Configuration Examples
The configuration examples in this section show settings for L1 -> L2 HealthChecker. However, they apply similarly to L2 -> L2 and L2 -> L1, which means that the server is using HealthChecker on the client.
Aggressive
The following settings create an aggressive HealthChecker with low tolerance for short network outages or long GC cycles:
<property name="l1.healthcheck.l2.ping.enabled" value="true" />
<property name="l1.healthcheck.l2.ping.idletime" value="2000" />
<property name="l1.healthcheck.l2.ping.interval" value="1000" />
<property name="l1.healthcheck.l2.ping.probes" value="3" />
<property name="l1.healthcheck.l2.socketConnect" value="true" />
<property name="l1.healthcheck.l2.socketConnectTimeout" value="2" />
<property name="l1.healthcheck.l2.socketConnectCount" value="5" />
According to the HealthChecker "Max Time" formula, the maximum time (in milliseconds) before a remote node is considered to be lost is computed in the following way:
2000 + 5 [( 3 * 1000 ) + 1000] = 22000
In this case, after the initial idle time of 2 seconds, the remote failed to respond to ping probes but responded to every socket connection attempt, indicating that the node is reachable but not functional (within the allowed time frame) or in a long GC cycle. This aggressive HealthChecker configuration declares a node dead in no more than 22 seconds.

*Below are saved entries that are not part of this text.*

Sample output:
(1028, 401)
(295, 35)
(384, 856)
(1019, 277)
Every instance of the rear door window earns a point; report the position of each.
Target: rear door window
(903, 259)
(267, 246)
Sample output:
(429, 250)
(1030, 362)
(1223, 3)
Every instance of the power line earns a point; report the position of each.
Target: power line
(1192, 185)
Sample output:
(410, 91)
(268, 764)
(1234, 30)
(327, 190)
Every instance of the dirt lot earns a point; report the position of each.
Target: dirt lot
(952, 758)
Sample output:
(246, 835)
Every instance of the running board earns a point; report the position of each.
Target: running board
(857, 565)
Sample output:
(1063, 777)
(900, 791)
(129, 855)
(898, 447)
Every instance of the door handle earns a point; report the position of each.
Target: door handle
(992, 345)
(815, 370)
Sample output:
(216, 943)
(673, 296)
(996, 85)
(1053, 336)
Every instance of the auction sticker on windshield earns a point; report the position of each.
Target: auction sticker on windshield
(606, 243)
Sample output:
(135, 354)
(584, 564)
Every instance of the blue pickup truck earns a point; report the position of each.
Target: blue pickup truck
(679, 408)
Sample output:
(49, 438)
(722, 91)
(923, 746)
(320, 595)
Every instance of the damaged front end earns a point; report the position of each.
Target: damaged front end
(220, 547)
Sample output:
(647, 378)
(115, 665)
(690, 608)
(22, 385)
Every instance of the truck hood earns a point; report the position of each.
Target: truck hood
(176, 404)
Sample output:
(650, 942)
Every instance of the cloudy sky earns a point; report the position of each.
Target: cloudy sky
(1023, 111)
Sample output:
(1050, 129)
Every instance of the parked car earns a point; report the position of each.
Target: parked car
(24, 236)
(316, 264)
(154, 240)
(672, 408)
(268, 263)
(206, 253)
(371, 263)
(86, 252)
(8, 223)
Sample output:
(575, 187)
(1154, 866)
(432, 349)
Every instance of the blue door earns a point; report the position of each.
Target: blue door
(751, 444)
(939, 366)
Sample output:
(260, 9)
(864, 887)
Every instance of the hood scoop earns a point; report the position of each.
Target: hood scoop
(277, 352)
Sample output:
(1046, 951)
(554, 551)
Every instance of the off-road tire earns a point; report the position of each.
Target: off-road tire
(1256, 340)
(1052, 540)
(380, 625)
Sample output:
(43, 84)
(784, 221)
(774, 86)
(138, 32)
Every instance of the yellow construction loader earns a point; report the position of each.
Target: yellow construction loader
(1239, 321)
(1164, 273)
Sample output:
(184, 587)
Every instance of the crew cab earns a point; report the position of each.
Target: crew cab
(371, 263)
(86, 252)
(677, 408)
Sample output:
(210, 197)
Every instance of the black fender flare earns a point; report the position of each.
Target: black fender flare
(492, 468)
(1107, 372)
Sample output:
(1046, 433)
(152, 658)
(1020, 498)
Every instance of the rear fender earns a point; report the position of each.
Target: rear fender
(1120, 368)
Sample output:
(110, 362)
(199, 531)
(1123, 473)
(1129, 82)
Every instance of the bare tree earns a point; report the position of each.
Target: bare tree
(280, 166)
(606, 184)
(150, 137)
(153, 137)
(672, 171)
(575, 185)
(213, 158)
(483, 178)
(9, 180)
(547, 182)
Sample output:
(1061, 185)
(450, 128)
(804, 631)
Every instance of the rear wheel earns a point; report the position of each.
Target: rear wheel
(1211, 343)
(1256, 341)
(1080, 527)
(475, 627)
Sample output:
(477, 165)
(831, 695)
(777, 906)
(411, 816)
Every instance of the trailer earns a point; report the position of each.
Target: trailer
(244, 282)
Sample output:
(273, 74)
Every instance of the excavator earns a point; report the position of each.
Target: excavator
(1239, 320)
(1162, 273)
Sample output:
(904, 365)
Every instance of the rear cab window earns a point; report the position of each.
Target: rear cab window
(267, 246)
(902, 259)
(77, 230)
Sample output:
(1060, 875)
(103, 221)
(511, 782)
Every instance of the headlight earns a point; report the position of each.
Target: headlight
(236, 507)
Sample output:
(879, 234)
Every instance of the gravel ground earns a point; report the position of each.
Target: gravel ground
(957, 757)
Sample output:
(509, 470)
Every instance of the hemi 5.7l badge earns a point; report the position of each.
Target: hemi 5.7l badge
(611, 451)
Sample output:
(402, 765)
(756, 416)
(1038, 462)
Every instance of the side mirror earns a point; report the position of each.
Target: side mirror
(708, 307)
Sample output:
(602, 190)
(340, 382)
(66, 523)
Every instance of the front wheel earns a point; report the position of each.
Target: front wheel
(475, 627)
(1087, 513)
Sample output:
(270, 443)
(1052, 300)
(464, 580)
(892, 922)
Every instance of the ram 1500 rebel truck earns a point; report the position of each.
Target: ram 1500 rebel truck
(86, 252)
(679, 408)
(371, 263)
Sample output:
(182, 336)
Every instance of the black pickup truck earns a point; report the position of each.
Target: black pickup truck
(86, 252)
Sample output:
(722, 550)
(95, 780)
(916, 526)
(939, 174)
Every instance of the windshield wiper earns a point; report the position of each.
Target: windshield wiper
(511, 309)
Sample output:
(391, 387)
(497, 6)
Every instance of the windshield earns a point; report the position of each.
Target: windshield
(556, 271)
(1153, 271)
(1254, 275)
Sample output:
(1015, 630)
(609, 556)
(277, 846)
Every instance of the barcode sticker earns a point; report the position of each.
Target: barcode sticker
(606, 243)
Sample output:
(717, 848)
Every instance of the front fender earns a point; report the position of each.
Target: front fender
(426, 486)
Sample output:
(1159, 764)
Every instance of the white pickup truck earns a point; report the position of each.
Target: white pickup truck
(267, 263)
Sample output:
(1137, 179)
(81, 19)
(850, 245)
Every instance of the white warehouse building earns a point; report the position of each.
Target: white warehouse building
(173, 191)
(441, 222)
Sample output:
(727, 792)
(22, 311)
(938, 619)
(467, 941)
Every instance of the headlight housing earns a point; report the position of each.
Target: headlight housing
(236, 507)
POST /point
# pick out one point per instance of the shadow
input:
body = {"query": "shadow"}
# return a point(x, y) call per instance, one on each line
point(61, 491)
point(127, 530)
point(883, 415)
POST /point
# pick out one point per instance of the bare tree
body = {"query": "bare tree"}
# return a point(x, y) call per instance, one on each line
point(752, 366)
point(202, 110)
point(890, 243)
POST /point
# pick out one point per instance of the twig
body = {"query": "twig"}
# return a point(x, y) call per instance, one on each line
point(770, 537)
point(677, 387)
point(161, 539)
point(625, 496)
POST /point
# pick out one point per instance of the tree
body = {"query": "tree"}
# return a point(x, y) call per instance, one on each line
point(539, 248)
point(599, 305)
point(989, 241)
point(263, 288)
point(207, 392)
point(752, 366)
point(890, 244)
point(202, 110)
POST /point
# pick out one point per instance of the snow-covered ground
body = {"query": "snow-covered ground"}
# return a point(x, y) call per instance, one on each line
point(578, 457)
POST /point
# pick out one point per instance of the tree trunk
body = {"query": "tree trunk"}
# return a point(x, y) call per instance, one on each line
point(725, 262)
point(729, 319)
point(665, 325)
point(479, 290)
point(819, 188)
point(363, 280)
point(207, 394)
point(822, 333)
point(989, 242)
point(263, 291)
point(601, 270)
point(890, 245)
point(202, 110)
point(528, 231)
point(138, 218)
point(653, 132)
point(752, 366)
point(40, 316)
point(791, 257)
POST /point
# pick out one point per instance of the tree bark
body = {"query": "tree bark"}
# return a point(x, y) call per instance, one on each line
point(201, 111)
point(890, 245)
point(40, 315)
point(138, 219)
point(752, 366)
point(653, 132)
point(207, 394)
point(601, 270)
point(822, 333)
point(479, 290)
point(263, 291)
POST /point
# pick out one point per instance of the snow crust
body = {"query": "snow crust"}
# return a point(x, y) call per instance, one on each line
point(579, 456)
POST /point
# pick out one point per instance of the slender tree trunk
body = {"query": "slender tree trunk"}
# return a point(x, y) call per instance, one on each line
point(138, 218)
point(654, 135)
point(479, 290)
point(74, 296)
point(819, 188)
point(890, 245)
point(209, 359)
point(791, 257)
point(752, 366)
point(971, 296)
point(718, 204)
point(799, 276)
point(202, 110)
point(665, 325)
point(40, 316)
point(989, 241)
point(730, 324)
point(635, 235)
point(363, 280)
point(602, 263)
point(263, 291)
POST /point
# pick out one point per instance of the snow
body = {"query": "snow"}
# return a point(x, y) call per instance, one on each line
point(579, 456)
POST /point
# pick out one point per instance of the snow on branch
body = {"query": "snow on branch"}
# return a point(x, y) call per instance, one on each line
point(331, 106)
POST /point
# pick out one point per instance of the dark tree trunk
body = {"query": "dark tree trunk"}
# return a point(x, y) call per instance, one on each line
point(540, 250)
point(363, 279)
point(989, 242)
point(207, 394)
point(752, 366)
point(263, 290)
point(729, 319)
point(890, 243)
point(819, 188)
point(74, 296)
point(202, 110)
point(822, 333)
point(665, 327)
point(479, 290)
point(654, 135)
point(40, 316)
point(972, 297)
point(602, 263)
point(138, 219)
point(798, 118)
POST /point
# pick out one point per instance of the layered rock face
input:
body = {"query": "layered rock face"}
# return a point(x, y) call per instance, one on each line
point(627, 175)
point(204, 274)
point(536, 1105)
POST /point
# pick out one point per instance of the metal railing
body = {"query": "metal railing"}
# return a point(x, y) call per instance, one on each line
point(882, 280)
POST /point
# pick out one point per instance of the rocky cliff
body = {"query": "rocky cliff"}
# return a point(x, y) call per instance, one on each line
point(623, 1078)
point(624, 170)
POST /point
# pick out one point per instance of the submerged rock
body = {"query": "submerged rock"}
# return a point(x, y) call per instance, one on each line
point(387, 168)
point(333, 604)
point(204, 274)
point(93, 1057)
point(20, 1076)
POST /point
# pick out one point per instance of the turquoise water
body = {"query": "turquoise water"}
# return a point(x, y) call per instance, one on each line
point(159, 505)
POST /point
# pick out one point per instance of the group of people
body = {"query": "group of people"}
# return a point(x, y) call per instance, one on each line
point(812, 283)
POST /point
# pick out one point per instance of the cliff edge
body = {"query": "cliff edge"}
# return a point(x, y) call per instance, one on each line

If at some point the node had been completely unreachable (a socket connection attempt failed), HealthChecker would have declared it dead sooner. Where, for example, the problem is a disconnected network cable, the "Max Time" is likely to be even shorter:
2000 + 1[(3 * 1000) + ( 2 * 1000 )] = 7000
In this case, HealthChecker declares a node dead in no more than 7 seconds.
Tolerant
The following settings create a HealthChecker with a higher tolerance for interruptions in network communications and long GC cycles:
<property name="l1.healthcheck.l2.ping.enabled" value="true" />
<property name="l1.healthcheck.l2.ping.idletime" value="5000" />
<property name="l1.healthcheck.l2.ping.interval" value="1000" />
<property name="l1.healthcheck.l2.ping.probes" value="3" />
<property name="l1.healthcheck.l2.socketConnect" value="true" />
<property name="l1.healthcheck.l2.socketConnectTimeout" value="5" />
<property name="l1.healthcheck.l2.socketConnectCount" value="10" />
According to the HealthChecker "Max Time" formula, the maximum time (in milliseconds) before a remote node is considered to be lost is computed in the following way:
5000 + 10 [( 3 x 1000 ) + 1000] = 45000
In this case, after the initial idle time of 5 seconds, the remote failed to respond to ping probes but responded to every socket connection attempt, indicating that the node is reachable but not functional (within the allowed time frame) or excessively long GC cycle. This tolerant HealthChecker configuration declares a node dead in no more than 45 seconds.
If at some point the node had been completely unreachable (a socket connection attempt failed), HealthChecker would have declared it dead sooner. Where, for example, the problem is a disconnected network cable, the "Max Time" is likely to be even shorter:
5000 + 1[(3 * 1000) + ( 5 * 1000 )] = 13000
In this case, HealthChecker declares a node dead in no more than 13 seconds.